Meine Methodik: Transparenz als Fundament

Auf update-vegan.de folge ich nicht dem lautesten Trend, sondern der belastbarsten Evidenz. In einer Welt voller Halbwissen und emotional aufgeladener Debatten setze ich auf einen Prozess, der Logik und wissenschaftliche Strenge über Ideologie stellt. Hier erfährst du genau, wie meine Inhalte entstehen – vom ersten Gedanken bis zum fertigen Artikel.


1. Die Themenwahl: Relevanz statt Klicks

Ich wähle Themen nicht nach ihrem Potenzial für „virale Schockmomente“. Ich konzentriere mich auf Fragestellungen, die einen echten Einfluss auf die menschliche Gesundheit, die ökologische Stabilität oder ethische Grundsatzfragen haben. Mein Kompass ist das Prinzip der maximalen Nährstoffdichte – sowohl für den Körper als auch für den Geist.


2. Die dialektische Recherche (Mensch & KI)

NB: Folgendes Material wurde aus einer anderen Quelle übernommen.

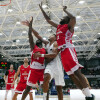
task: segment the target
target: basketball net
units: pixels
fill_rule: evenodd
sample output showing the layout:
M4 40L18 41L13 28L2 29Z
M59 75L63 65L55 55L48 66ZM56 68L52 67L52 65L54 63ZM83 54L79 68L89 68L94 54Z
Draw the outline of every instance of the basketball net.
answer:
M8 6L11 4L11 0L0 0L0 6Z

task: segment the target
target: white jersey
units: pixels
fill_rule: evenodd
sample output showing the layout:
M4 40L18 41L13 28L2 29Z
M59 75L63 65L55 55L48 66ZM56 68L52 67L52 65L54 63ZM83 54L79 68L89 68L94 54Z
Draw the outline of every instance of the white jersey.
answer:
M53 44L50 45L50 43L47 44L46 46L46 50L48 54L52 54L53 53ZM62 67L62 63L60 60L60 55L58 54L50 63L48 63L48 65L50 65L50 69L53 69L54 73L56 74L63 74L63 67Z

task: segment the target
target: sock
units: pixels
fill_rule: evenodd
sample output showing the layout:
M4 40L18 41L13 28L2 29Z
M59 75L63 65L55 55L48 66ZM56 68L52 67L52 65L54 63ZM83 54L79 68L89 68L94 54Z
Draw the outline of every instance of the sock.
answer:
M46 100L46 99L47 99L47 93L43 92L43 100Z
M92 95L91 95L90 90L89 90L88 87L87 87L87 88L83 88L83 89L82 89L82 92L83 92L83 94L84 94L86 97L92 97Z

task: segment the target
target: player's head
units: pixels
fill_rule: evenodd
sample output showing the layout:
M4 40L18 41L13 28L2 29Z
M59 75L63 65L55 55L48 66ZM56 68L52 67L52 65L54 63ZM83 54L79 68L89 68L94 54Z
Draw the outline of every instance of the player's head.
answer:
M38 47L42 47L42 41L41 40L36 40L36 45Z
M64 16L63 19L61 19L60 24L68 24L70 21L70 18L68 16Z
M24 58L24 63L28 63L28 58L27 57Z
M49 36L48 40L51 41L56 41L56 35L52 34L51 36Z
M14 67L13 64L10 65L10 70L13 71Z

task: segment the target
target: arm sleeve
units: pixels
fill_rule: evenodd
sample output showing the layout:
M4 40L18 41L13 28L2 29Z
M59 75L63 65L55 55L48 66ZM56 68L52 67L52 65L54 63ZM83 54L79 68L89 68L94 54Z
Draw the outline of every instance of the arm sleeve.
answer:
M5 75L7 76L8 74L9 74L9 72L8 72L8 71L6 71Z

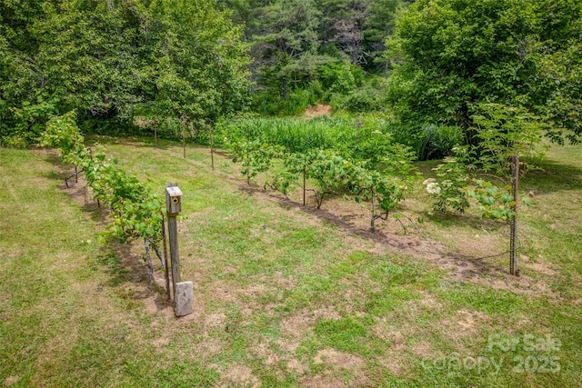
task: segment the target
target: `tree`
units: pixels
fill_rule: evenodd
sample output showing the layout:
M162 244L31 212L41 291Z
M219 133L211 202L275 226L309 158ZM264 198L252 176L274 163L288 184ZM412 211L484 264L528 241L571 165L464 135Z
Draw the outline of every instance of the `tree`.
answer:
M579 81L568 81L567 72L550 63L557 58L579 69L579 56L568 55L565 48L580 46L576 25L582 8L577 2L554 3L415 2L401 13L395 35L386 42L386 55L396 67L390 97L400 117L417 125L458 124L471 144L477 141L471 130L474 109L491 102L543 113L570 128L572 137L579 134L579 113L572 113L579 112L579 94L574 93L578 95L574 100L568 95L567 102L559 97ZM548 28L548 18L558 31Z
M131 119L135 106L151 106L212 124L239 108L247 47L216 8L213 0L2 2L3 137L71 109L83 121Z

Ich nutze modernste Künstliche Intelligenz (KI) als Werkzeug, aber niemals als blinde Autorität. Mein Recherche-Prozess ist dialektisch aufgebaut:

  • Die Pro-Perspektive: Ich beauftrage KI-Systeme, die aktuellste Studienlage zu den Vorteilen eines Themas zu aggregieren.
  • Die Contra-Perspektive: Im direkten Gegenzug suche ich gezielt nach Gegenbeweisen, methodischen Schwächen und kritischen Stimmen in der Forschung.
  • Das Kreuzverhör: Ich spiegle die Ergebnisse über verschiedene KI-Modelle (wie Gemini, ChatGPT und andere), um Verzerrungen (Bias) zu minimieren und eine maximale Breite an Quellen zu erfassen.

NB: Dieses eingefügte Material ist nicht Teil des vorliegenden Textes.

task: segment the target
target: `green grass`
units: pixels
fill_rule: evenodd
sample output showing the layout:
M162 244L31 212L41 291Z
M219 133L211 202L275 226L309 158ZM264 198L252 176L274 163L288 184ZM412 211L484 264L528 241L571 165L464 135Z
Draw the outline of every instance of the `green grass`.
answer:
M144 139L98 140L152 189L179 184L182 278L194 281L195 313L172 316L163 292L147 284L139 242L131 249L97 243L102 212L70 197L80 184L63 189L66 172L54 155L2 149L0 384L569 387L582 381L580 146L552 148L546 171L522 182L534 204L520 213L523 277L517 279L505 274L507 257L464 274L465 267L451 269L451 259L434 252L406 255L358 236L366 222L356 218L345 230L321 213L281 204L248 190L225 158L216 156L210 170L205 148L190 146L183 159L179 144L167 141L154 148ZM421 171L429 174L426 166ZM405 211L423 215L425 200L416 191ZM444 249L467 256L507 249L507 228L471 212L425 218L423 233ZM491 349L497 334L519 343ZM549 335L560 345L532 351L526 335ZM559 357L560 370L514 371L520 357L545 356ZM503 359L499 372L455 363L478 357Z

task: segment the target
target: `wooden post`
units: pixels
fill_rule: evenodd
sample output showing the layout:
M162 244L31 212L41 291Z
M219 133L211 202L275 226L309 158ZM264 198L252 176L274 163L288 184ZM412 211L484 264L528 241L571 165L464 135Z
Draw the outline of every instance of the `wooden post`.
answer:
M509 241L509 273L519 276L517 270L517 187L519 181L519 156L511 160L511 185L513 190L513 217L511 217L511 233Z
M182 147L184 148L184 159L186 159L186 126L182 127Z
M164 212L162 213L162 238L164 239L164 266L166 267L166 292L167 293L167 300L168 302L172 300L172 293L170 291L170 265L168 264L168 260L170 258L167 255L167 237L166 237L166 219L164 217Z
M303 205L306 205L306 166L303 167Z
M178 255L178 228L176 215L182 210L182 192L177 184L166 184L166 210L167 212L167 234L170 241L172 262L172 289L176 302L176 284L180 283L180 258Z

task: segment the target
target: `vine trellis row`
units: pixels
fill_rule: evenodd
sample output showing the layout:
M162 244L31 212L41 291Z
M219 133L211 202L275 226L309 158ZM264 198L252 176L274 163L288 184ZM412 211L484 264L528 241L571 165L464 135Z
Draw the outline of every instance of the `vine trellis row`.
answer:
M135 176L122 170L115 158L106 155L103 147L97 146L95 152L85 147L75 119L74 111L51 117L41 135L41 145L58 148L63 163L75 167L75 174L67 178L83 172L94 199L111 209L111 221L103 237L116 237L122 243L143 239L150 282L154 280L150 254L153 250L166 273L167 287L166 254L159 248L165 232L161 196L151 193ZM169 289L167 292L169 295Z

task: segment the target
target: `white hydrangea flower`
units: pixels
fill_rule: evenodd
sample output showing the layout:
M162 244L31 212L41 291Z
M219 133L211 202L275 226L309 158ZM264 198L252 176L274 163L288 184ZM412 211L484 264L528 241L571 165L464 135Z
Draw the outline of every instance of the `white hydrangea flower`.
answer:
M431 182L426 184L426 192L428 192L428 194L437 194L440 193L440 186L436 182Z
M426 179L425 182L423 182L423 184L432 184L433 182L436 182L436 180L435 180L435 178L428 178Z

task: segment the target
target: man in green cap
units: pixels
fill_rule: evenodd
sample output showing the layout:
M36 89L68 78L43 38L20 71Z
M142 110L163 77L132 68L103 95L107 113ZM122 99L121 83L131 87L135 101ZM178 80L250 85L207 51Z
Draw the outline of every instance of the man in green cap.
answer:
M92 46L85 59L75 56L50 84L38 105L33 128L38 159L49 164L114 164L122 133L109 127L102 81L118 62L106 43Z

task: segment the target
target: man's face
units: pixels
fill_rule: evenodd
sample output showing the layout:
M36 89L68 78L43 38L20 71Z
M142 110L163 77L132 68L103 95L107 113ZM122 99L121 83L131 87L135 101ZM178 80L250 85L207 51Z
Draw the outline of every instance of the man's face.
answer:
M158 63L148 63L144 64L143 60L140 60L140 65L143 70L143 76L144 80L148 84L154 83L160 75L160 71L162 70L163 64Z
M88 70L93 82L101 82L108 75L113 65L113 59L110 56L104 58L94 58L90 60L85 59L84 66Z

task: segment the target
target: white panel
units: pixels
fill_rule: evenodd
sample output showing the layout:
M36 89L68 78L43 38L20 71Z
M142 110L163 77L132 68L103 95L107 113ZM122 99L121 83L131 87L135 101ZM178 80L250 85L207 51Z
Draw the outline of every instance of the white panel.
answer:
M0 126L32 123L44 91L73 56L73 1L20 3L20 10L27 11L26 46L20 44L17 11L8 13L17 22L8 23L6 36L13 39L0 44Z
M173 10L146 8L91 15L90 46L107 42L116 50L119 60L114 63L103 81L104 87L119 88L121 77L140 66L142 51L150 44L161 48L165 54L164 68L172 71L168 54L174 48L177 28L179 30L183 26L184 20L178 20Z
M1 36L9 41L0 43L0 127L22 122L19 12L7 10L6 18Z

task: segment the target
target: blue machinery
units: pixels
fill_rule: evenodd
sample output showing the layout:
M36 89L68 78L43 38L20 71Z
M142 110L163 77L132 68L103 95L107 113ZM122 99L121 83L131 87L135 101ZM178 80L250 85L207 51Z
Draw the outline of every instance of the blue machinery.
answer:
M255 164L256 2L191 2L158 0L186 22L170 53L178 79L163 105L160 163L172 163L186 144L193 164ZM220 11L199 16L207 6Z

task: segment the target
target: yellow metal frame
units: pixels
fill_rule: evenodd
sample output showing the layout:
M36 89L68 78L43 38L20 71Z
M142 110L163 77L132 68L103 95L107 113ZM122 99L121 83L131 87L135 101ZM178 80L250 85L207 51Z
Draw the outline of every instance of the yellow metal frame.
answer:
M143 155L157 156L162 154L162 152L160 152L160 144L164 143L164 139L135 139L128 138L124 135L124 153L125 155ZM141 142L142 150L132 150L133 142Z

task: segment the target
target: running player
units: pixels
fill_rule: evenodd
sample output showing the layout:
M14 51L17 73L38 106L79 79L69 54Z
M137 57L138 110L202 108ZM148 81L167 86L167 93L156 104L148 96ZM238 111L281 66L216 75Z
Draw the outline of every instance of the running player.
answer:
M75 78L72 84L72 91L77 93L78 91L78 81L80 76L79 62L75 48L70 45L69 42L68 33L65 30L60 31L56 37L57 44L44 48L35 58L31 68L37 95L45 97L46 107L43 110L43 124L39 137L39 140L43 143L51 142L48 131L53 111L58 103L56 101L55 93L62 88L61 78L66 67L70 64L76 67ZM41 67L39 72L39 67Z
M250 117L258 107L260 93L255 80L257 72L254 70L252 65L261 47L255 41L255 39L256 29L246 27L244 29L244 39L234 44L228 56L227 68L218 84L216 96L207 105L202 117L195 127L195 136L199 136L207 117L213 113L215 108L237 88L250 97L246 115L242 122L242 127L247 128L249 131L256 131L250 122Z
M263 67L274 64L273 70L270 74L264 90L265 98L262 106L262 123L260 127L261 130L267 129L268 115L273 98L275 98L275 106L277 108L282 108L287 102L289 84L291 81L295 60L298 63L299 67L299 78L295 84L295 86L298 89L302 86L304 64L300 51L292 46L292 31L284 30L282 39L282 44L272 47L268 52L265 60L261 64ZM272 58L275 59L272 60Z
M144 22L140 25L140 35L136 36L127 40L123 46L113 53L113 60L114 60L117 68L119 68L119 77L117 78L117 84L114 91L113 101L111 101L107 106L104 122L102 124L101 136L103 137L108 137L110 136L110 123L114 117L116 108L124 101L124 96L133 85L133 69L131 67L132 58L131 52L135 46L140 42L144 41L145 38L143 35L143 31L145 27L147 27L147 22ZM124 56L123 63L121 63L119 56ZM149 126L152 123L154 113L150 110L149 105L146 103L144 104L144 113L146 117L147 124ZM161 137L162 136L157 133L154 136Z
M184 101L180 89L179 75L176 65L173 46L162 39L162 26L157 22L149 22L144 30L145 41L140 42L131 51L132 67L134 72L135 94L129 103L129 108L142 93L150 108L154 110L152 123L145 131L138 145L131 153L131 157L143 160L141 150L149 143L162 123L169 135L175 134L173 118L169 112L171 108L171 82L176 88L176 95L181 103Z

3. Der „Human-in-the-Loop“-Filter

Die KI schlägt die Brücke, aber die Entscheidung treffe ich als Mensch. Jeder Fakt und jede Quelle wird von mir händisch geprüft:

  • Evidenz-Check: Ich sichte die Primärquellen (PubMed, DOI-referenzierte Studien) auf ihre methodische Qualität.
  • Relevanz-Filter: Ich vermeide die sogenannte „False Balance“. Schwache Einzelmeinungen werden nicht künstlich aufgebläht, wenn der wissenschaftliche Konsens eindeutig ist.
  • Parken bei Unsicherheit: Wenn die Datenlage zu widersprüchlich oder die Studienlage zu dünn ist, „parke“ ich Themen. Ich publiziere keine Vermutungen als Wahrheiten.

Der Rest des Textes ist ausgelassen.